Diffusion Models with ConvNeXt (FCDM)
_{Official PyTorch Implementation}

This repository contains the PyTorch implementation (training, sampling, and model definitions) for FCDM, a paper exploring diffusion models with the ConvNeXt architecture. It supports both local and distributed (cluster) environments.

[CVPR 2026] Reviving ConvNeXt for Efficient Convolutional Diffusion Models
Taesung Kwon, Lorenzo Bianchi, Lennart Wittke, Felix Watine, Fabio Carrara, Jong Chul Ye, Romann M. Weber, Vinicius C. Azevedo
KAIST, ETH Zürich, ISTI-CNR, University of Pisa

Here we introduce the fully convolutional diffusion model (FCDM), a model having a backbone similar to ConvNeXt, but designed for conditional diffusion modeling. We find that using only 50% of the FLOPs of DiT-XL/2, FCDM-XL achieves competitive performance with 7× and 7.5× fewer training steps at 256×256 and 512×512 resolutions, respectively. Remarkably, FCDM-XL can be trained on a 4-GPU system, highlighting the exceptional training efficiency of our architecture. Our results demonstrate that modern convolutional designs provide a competitive and highly efficient alternative for scaling diffusion models, reviving ConvNeXt as a simple yet powerful building block for efficient generative modeling.

🛠 1. Installation & Setup

1.1. Environment Setup

First, create and activate the Conda environment:

conda env create -f environment.yml
conda activate fcdm

1.2. (Optional) Manual VAE Download for Offline Clusters

💡 Note: Some cluster environments restrict outgoing internet connections due to security policies, preventing automatic model downloads from Hugging Face.

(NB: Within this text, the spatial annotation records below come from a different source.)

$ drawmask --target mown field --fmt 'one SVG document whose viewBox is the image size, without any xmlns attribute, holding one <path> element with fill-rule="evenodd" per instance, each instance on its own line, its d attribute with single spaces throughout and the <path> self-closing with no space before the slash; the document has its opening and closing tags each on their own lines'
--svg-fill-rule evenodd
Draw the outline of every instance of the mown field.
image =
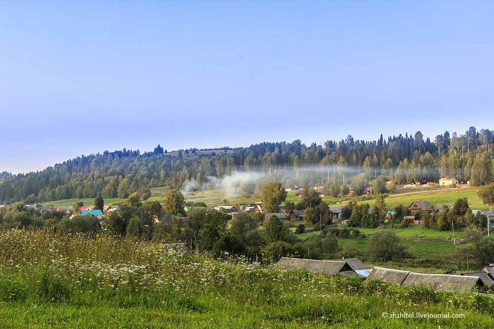
<svg viewBox="0 0 494 329">
<path fill-rule="evenodd" d="M 163 202 L 165 196 L 168 191 L 168 188 L 157 187 L 151 189 L 151 196 L 149 200 L 157 200 Z M 405 189 L 406 190 L 406 189 Z M 484 205 L 480 199 L 477 196 L 477 192 L 478 188 L 466 187 L 460 188 L 447 188 L 442 189 L 424 189 L 418 191 L 415 190 L 412 192 L 406 192 L 406 194 L 398 194 L 388 196 L 385 199 L 387 206 L 390 208 L 394 208 L 398 205 L 403 205 L 406 207 L 410 206 L 412 202 L 416 200 L 426 200 L 431 204 L 443 205 L 445 204 L 454 203 L 457 200 L 462 198 L 466 198 L 468 200 L 468 204 L 472 209 L 488 209 L 487 206 Z M 260 202 L 260 198 L 252 198 L 246 199 L 239 196 L 235 190 L 210 190 L 208 191 L 197 191 L 185 195 L 186 201 L 194 201 L 204 202 L 208 206 L 214 206 L 225 205 L 226 200 L 227 205 L 231 205 L 237 204 L 252 203 Z M 348 202 L 348 199 L 344 198 L 331 198 L 324 197 L 323 200 L 330 206 L 343 206 Z M 105 200 L 106 205 L 113 205 L 123 201 L 120 198 L 107 199 Z M 289 191 L 287 197 L 287 201 L 291 201 L 295 204 L 300 202 L 300 198 L 296 191 Z M 85 205 L 94 204 L 93 199 L 71 199 L 57 201 L 50 201 L 43 203 L 44 206 L 72 206 L 78 202 L 82 202 Z M 371 205 L 374 203 L 374 200 L 370 200 L 364 201 L 359 201 L 359 203 L 369 203 Z"/>
<path fill-rule="evenodd" d="M 2 328 L 494 327 L 491 294 L 288 272 L 147 242 L 29 230 L 0 230 L 0 303 Z M 405 312 L 464 317 L 390 318 Z"/>
</svg>

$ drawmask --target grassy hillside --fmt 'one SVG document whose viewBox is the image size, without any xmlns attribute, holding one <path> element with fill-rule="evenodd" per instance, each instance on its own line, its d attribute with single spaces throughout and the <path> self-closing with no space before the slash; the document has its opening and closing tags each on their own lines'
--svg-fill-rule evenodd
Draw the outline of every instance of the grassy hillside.
<svg viewBox="0 0 494 329">
<path fill-rule="evenodd" d="M 27 230 L 0 231 L 0 302 L 3 328 L 494 327 L 491 294 L 287 272 L 148 243 Z M 390 318 L 404 312 L 464 318 Z"/>
<path fill-rule="evenodd" d="M 488 209 L 487 206 L 482 204 L 480 199 L 477 196 L 478 187 L 465 187 L 461 189 L 444 189 L 421 190 L 413 192 L 407 192 L 406 194 L 399 194 L 390 196 L 386 198 L 387 206 L 393 208 L 399 204 L 402 204 L 408 207 L 414 201 L 426 200 L 432 204 L 442 205 L 444 204 L 454 203 L 458 199 L 467 198 L 470 208 L 472 209 Z M 163 202 L 165 196 L 168 189 L 166 187 L 157 187 L 151 189 L 151 197 L 150 200 L 157 200 Z M 234 205 L 237 204 L 251 203 L 259 202 L 260 198 L 252 198 L 246 199 L 237 194 L 234 190 L 226 189 L 210 190 L 208 191 L 197 191 L 185 195 L 186 201 L 204 202 L 208 206 L 214 206 L 224 205 L 224 200 L 226 200 L 226 204 Z M 343 198 L 330 198 L 325 197 L 323 200 L 331 206 L 344 206 L 348 200 Z M 106 205 L 111 206 L 119 202 L 122 202 L 123 199 L 119 198 L 107 199 L 105 200 Z M 300 202 L 300 198 L 296 191 L 288 192 L 287 201 L 291 201 L 295 204 Z M 94 200 L 93 199 L 72 199 L 57 201 L 50 201 L 42 204 L 43 206 L 72 206 L 78 202 L 82 202 L 84 205 L 93 205 Z M 373 200 L 359 201 L 359 203 L 369 203 L 372 204 Z"/>
</svg>

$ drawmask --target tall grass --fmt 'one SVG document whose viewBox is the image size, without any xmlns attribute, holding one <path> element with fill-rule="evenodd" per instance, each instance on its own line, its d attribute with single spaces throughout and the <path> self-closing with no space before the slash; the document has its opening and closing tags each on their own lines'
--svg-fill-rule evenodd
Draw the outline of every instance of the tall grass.
<svg viewBox="0 0 494 329">
<path fill-rule="evenodd" d="M 288 272 L 147 242 L 29 230 L 0 231 L 0 320 L 12 327 L 494 326 L 490 294 Z M 466 319 L 383 319 L 385 311 Z"/>
</svg>

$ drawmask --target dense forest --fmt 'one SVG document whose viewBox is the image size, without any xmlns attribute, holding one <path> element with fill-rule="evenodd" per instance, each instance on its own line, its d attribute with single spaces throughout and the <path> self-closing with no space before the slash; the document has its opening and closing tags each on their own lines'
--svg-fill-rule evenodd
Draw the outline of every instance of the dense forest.
<svg viewBox="0 0 494 329">
<path fill-rule="evenodd" d="M 167 186 L 179 189 L 193 180 L 199 188 L 217 187 L 217 180 L 236 172 L 281 181 L 286 186 L 336 182 L 351 186 L 359 179 L 410 183 L 425 177 L 456 177 L 474 185 L 494 182 L 494 131 L 470 127 L 464 134 L 448 131 L 433 141 L 413 135 L 374 141 L 355 140 L 310 145 L 297 140 L 264 142 L 248 147 L 197 149 L 168 152 L 122 151 L 82 156 L 27 174 L 0 175 L 0 203 L 27 203 L 70 198 L 125 198 L 134 192 Z M 361 184 L 362 185 L 362 184 Z"/>
</svg>

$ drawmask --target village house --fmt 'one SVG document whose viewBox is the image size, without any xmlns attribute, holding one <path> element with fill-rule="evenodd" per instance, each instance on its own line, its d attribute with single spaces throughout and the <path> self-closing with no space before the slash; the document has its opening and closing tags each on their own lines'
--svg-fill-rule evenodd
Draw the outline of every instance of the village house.
<svg viewBox="0 0 494 329">
<path fill-rule="evenodd" d="M 99 209 L 82 210 L 80 210 L 79 212 L 81 213 L 81 216 L 85 216 L 86 215 L 89 214 L 91 216 L 94 216 L 98 219 L 103 219 L 103 211 Z"/>
<path fill-rule="evenodd" d="M 372 189 L 372 186 L 368 186 L 364 190 L 364 195 L 372 195 L 373 192 Z"/>
<path fill-rule="evenodd" d="M 399 286 L 429 286 L 435 290 L 467 292 L 476 287 L 483 287 L 484 281 L 478 276 L 417 273 L 410 271 L 374 267 L 367 280 L 380 280 Z M 490 282 L 487 281 L 488 285 Z"/>
<path fill-rule="evenodd" d="M 331 216 L 333 218 L 339 219 L 341 218 L 341 208 L 343 207 L 329 207 L 329 211 L 331 211 Z"/>
<path fill-rule="evenodd" d="M 477 214 L 479 212 L 487 217 L 487 222 L 489 224 L 489 227 L 494 227 L 494 211 L 483 210 L 472 210 L 472 213 L 474 216 L 477 216 Z"/>
<path fill-rule="evenodd" d="M 291 210 L 287 214 L 287 216 L 290 218 L 290 220 L 293 221 L 301 221 L 304 220 L 304 211 L 297 210 Z"/>
<path fill-rule="evenodd" d="M 448 208 L 449 211 L 451 211 L 453 210 L 454 205 L 452 204 L 448 204 L 448 205 L 436 205 L 434 206 L 434 213 L 440 213 L 444 211 L 445 207 Z"/>
<path fill-rule="evenodd" d="M 313 188 L 316 191 L 320 191 L 324 188 L 324 184 L 316 184 L 314 186 L 314 187 Z"/>
<path fill-rule="evenodd" d="M 413 201 L 408 207 L 408 212 L 411 215 L 421 210 L 430 211 L 431 204 L 428 201 Z"/>
<path fill-rule="evenodd" d="M 456 184 L 458 183 L 458 180 L 454 177 L 450 178 L 446 177 L 439 180 L 440 186 L 451 186 L 453 184 Z"/>
<path fill-rule="evenodd" d="M 278 261 L 278 265 L 287 271 L 302 269 L 318 274 L 343 275 L 361 279 L 366 278 L 371 271 L 357 258 L 316 260 L 284 257 Z"/>
<path fill-rule="evenodd" d="M 427 179 L 425 177 L 423 177 L 420 179 L 419 179 L 418 181 L 417 182 L 417 183 L 419 185 L 425 185 L 427 183 Z"/>
</svg>

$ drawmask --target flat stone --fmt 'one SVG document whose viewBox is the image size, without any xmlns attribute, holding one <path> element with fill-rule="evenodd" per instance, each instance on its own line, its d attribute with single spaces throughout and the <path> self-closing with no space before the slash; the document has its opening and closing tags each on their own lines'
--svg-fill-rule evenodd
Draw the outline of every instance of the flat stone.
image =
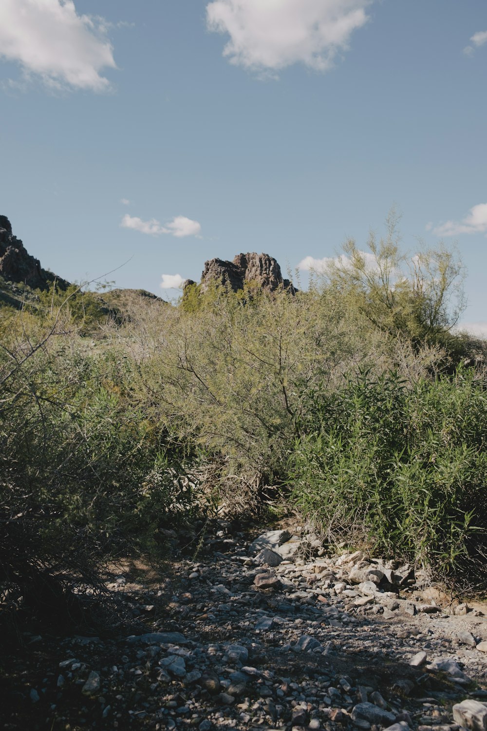
<svg viewBox="0 0 487 731">
<path fill-rule="evenodd" d="M 321 647 L 323 647 L 321 643 L 315 637 L 310 637 L 309 635 L 302 635 L 296 642 L 294 649 L 309 652 L 310 650 L 315 650 L 317 648 Z"/>
<path fill-rule="evenodd" d="M 357 703 L 356 705 L 353 706 L 350 715 L 353 721 L 361 719 L 368 721 L 370 724 L 380 724 L 383 726 L 386 724 L 390 725 L 396 720 L 394 713 L 390 713 L 388 711 L 384 711 L 378 705 L 369 702 Z"/>
<path fill-rule="evenodd" d="M 275 548 L 276 553 L 283 557 L 284 561 L 291 561 L 299 553 L 302 542 L 299 538 L 292 538 L 282 545 Z"/>
<path fill-rule="evenodd" d="M 466 676 L 462 673 L 461 668 L 456 660 L 453 660 L 451 658 L 437 657 L 432 661 L 431 664 L 428 665 L 428 670 L 441 670 L 443 673 L 448 673 L 452 678 L 459 678 L 461 680 L 466 679 Z"/>
<path fill-rule="evenodd" d="M 180 655 L 169 655 L 159 660 L 159 664 L 164 670 L 169 670 L 172 675 L 176 678 L 184 678 L 186 674 L 186 664 Z"/>
<path fill-rule="evenodd" d="M 472 731 L 487 731 L 487 706 L 478 700 L 462 700 L 453 706 L 453 719 Z"/>
<path fill-rule="evenodd" d="M 229 659 L 238 662 L 246 662 L 248 660 L 248 650 L 243 645 L 229 645 L 225 648 Z"/>
<path fill-rule="evenodd" d="M 291 538 L 289 531 L 267 531 L 256 538 L 255 541 L 249 546 L 249 553 L 258 553 L 263 548 L 271 548 L 275 550 L 285 543 Z"/>
<path fill-rule="evenodd" d="M 457 632 L 456 636 L 463 645 L 470 645 L 472 647 L 475 647 L 477 645 L 473 635 L 467 629 Z"/>
<path fill-rule="evenodd" d="M 188 640 L 180 632 L 146 632 L 145 635 L 131 635 L 127 642 L 145 645 L 185 645 Z"/>
<path fill-rule="evenodd" d="M 373 604 L 374 597 L 373 596 L 361 596 L 360 599 L 356 599 L 353 602 L 356 607 L 364 607 L 366 604 Z"/>
<path fill-rule="evenodd" d="M 211 695 L 216 695 L 221 690 L 220 678 L 215 673 L 210 670 L 207 673 L 203 673 L 199 680 L 199 684 L 202 688 L 207 690 Z"/>
<path fill-rule="evenodd" d="M 269 573 L 257 574 L 253 583 L 259 589 L 276 589 L 280 585 L 277 577 Z"/>
<path fill-rule="evenodd" d="M 191 670 L 191 673 L 187 673 L 184 676 L 184 684 L 185 686 L 192 685 L 193 683 L 196 683 L 202 677 L 202 673 L 199 670 Z"/>
<path fill-rule="evenodd" d="M 415 655 L 413 655 L 411 659 L 409 661 L 409 664 L 411 667 L 421 667 L 426 662 L 426 658 L 428 657 L 426 653 L 423 650 L 421 650 L 417 652 Z"/>
<path fill-rule="evenodd" d="M 270 629 L 274 624 L 273 617 L 262 617 L 256 623 L 255 629 Z"/>
<path fill-rule="evenodd" d="M 357 588 L 362 594 L 369 596 L 375 596 L 377 593 L 377 584 L 375 584 L 373 581 L 362 581 L 361 583 L 358 584 Z"/>
<path fill-rule="evenodd" d="M 275 550 L 272 550 L 270 548 L 263 548 L 262 550 L 257 554 L 255 560 L 259 564 L 266 564 L 267 566 L 279 566 L 280 564 L 283 563 L 284 560 L 282 556 L 277 553 Z"/>
<path fill-rule="evenodd" d="M 81 689 L 83 695 L 93 695 L 100 689 L 100 676 L 95 670 L 91 670 L 88 680 Z"/>
</svg>

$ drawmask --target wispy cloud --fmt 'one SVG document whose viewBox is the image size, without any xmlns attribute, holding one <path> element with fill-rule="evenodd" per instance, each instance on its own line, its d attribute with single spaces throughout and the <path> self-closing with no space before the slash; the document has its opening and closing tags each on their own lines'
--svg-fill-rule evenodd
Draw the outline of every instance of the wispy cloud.
<svg viewBox="0 0 487 731">
<path fill-rule="evenodd" d="M 464 48 L 464 53 L 467 53 L 467 56 L 472 56 L 475 48 L 480 48 L 480 46 L 487 43 L 487 31 L 479 31 L 478 33 L 474 33 L 470 38 L 470 42 L 472 45 Z"/>
<path fill-rule="evenodd" d="M 367 22 L 366 9 L 373 1 L 212 0 L 207 24 L 230 36 L 223 56 L 232 64 L 274 75 L 296 63 L 327 71 Z"/>
<path fill-rule="evenodd" d="M 161 289 L 180 289 L 183 281 L 180 274 L 163 274 L 161 277 Z"/>
<path fill-rule="evenodd" d="M 369 251 L 358 251 L 365 260 L 365 265 L 368 269 L 377 269 L 377 260 Z M 317 274 L 326 274 L 334 266 L 344 269 L 351 268 L 350 258 L 345 254 L 338 257 L 323 257 L 323 259 L 314 259 L 312 257 L 304 257 L 298 264 L 298 269 L 302 271 L 315 272 Z"/>
<path fill-rule="evenodd" d="M 163 234 L 170 234 L 176 238 L 183 238 L 185 236 L 200 237 L 202 232 L 201 224 L 197 221 L 192 221 L 191 219 L 186 218 L 185 216 L 176 216 L 169 223 L 162 225 L 156 219 L 150 219 L 150 221 L 142 221 L 137 216 L 129 216 L 129 213 L 122 219 L 120 226 L 123 228 L 131 228 L 135 231 L 140 231 L 141 233 L 146 233 L 151 236 L 161 236 Z"/>
<path fill-rule="evenodd" d="M 461 221 L 446 221 L 433 229 L 433 233 L 437 236 L 459 236 L 464 233 L 486 232 L 487 232 L 487 203 L 474 205 Z"/>
<path fill-rule="evenodd" d="M 487 340 L 487 322 L 461 322 L 456 330 L 466 330 L 475 338 L 483 338 Z"/>
<path fill-rule="evenodd" d="M 1 0 L 0 58 L 53 88 L 106 91 L 115 69 L 102 18 L 79 15 L 72 0 Z"/>
</svg>

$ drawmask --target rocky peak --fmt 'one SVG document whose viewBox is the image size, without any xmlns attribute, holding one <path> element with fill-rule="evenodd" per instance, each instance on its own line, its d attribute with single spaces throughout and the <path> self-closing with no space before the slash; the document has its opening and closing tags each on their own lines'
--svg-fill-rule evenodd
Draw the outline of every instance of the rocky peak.
<svg viewBox="0 0 487 731">
<path fill-rule="evenodd" d="M 12 232 L 6 216 L 0 216 L 0 275 L 8 281 L 24 282 L 34 289 L 46 289 L 55 281 L 66 289 L 69 282 L 41 267 L 40 262 L 28 253 L 20 238 Z"/>
<path fill-rule="evenodd" d="M 204 262 L 202 274 L 202 288 L 207 289 L 212 281 L 220 282 L 234 292 L 243 289 L 245 282 L 252 282 L 262 289 L 275 292 L 281 287 L 291 294 L 296 289 L 288 279 L 283 279 L 279 264 L 268 254 L 237 254 L 232 262 L 210 259 Z"/>
</svg>

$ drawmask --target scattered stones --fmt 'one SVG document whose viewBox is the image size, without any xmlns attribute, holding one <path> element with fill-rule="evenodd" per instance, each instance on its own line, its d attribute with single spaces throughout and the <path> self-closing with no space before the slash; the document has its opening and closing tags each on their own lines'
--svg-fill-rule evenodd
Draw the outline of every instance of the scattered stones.
<svg viewBox="0 0 487 731">
<path fill-rule="evenodd" d="M 253 583 L 260 589 L 277 589 L 280 582 L 274 574 L 257 574 Z"/>
<path fill-rule="evenodd" d="M 470 645 L 471 647 L 475 647 L 477 645 L 473 635 L 466 629 L 462 629 L 459 632 L 457 632 L 456 636 L 464 645 Z"/>
<path fill-rule="evenodd" d="M 83 695 L 93 695 L 93 694 L 98 693 L 99 689 L 100 676 L 98 673 L 96 673 L 94 670 L 91 670 L 88 676 L 88 680 L 81 689 L 81 692 Z"/>
<path fill-rule="evenodd" d="M 267 531 L 256 538 L 255 541 L 248 548 L 248 552 L 252 556 L 258 553 L 264 548 L 275 550 L 283 543 L 285 543 L 291 538 L 289 531 Z"/>
<path fill-rule="evenodd" d="M 169 655 L 163 657 L 159 664 L 165 670 L 176 678 L 184 678 L 186 675 L 186 664 L 184 658 L 180 655 Z"/>
<path fill-rule="evenodd" d="M 83 691 L 72 727 L 459 731 L 453 702 L 467 694 L 487 700 L 469 684 L 487 678 L 487 640 L 475 651 L 478 637 L 487 638 L 487 618 L 442 613 L 440 597 L 412 588 L 407 565 L 361 551 L 329 556 L 317 537 L 276 545 L 281 531 L 269 531 L 273 547 L 250 551 L 221 523 L 196 563 L 177 564 L 165 596 L 129 572 L 114 582 L 143 619 L 139 626 L 152 631 L 118 642 L 62 640 L 48 671 L 23 678 L 32 714 L 53 706 L 65 717 L 64 699 Z M 291 558 L 262 568 L 291 544 Z M 353 572 L 364 580 L 353 582 Z M 420 596 L 431 605 L 411 601 Z M 97 678 L 89 693 L 87 678 Z M 463 718 L 464 727 L 487 731 L 469 723 Z"/>
<path fill-rule="evenodd" d="M 310 652 L 312 650 L 317 650 L 318 648 L 321 649 L 322 647 L 321 643 L 318 642 L 315 637 L 303 635 L 296 642 L 294 649 L 302 650 L 303 652 Z"/>
<path fill-rule="evenodd" d="M 426 658 L 428 655 L 424 651 L 424 650 L 420 650 L 417 652 L 415 655 L 413 655 L 411 659 L 409 661 L 409 664 L 411 667 L 421 667 L 426 662 Z"/>
<path fill-rule="evenodd" d="M 270 548 L 263 548 L 260 553 L 258 553 L 255 559 L 258 564 L 266 564 L 267 566 L 279 566 L 284 560 L 279 553 L 271 550 Z"/>
<path fill-rule="evenodd" d="M 145 645 L 185 645 L 186 640 L 180 632 L 147 632 L 145 635 L 132 635 L 127 642 Z"/>
<path fill-rule="evenodd" d="M 478 700 L 467 699 L 453 706 L 453 719 L 472 731 L 487 731 L 487 706 Z"/>
<path fill-rule="evenodd" d="M 369 724 L 380 724 L 381 725 L 391 724 L 396 720 L 394 713 L 389 713 L 388 711 L 384 711 L 383 708 L 380 708 L 374 703 L 369 702 L 357 703 L 356 705 L 353 706 L 350 715 L 353 721 L 361 719 L 368 721 Z"/>
</svg>

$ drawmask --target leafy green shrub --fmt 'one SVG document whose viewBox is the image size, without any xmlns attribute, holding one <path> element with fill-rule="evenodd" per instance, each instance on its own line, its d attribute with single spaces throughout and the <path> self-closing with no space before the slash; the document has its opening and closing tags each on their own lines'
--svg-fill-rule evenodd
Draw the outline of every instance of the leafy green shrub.
<svg viewBox="0 0 487 731">
<path fill-rule="evenodd" d="M 308 394 L 290 458 L 294 504 L 331 542 L 454 571 L 487 536 L 486 382 L 473 369 L 407 386 L 362 373 Z M 480 552 L 480 553 L 479 553 Z"/>
<path fill-rule="evenodd" d="M 134 359 L 87 352 L 66 314 L 2 323 L 0 585 L 75 614 L 73 589 L 101 587 L 100 562 L 156 555 L 191 518 L 197 455 L 141 403 Z"/>
</svg>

If you are in such an environment, follow these steps to manually download and transfer the SD-VAE (or EQVAE) snapshot.

✅ Click to see manual download & transfer steps

1. Download the snapshot locally: Run the script below on your local machine. This creates a folder (e.g., sd-vae-ft-ema/) containing the necessary model files (config.json, pytorch_model.bin, etc.).

python preparation/download_snapshot.py

2. Transfer the files to your cluster: Upload the downloaded folder to your remote cluster.

scp -r sd-vae-ft-ema/ user@your_cluster_address:/path/to/your_cluster_dir/

3. Specify the snapshot path: When launching any training or sampling scripts, append the --hf-model-dir argument to explicitly point to your transferred snapshot directory. (default is None).

python your_script.py --hf-model-dir /path/to/your_cluster_dir/sd-vae-ft-ema

🗂 2. Data Preparation

2.1. Extract Latent Representations

Extract the encoded features and corresponding labels from your dataset. These paths will be provided as --feature-path and --label-path during training.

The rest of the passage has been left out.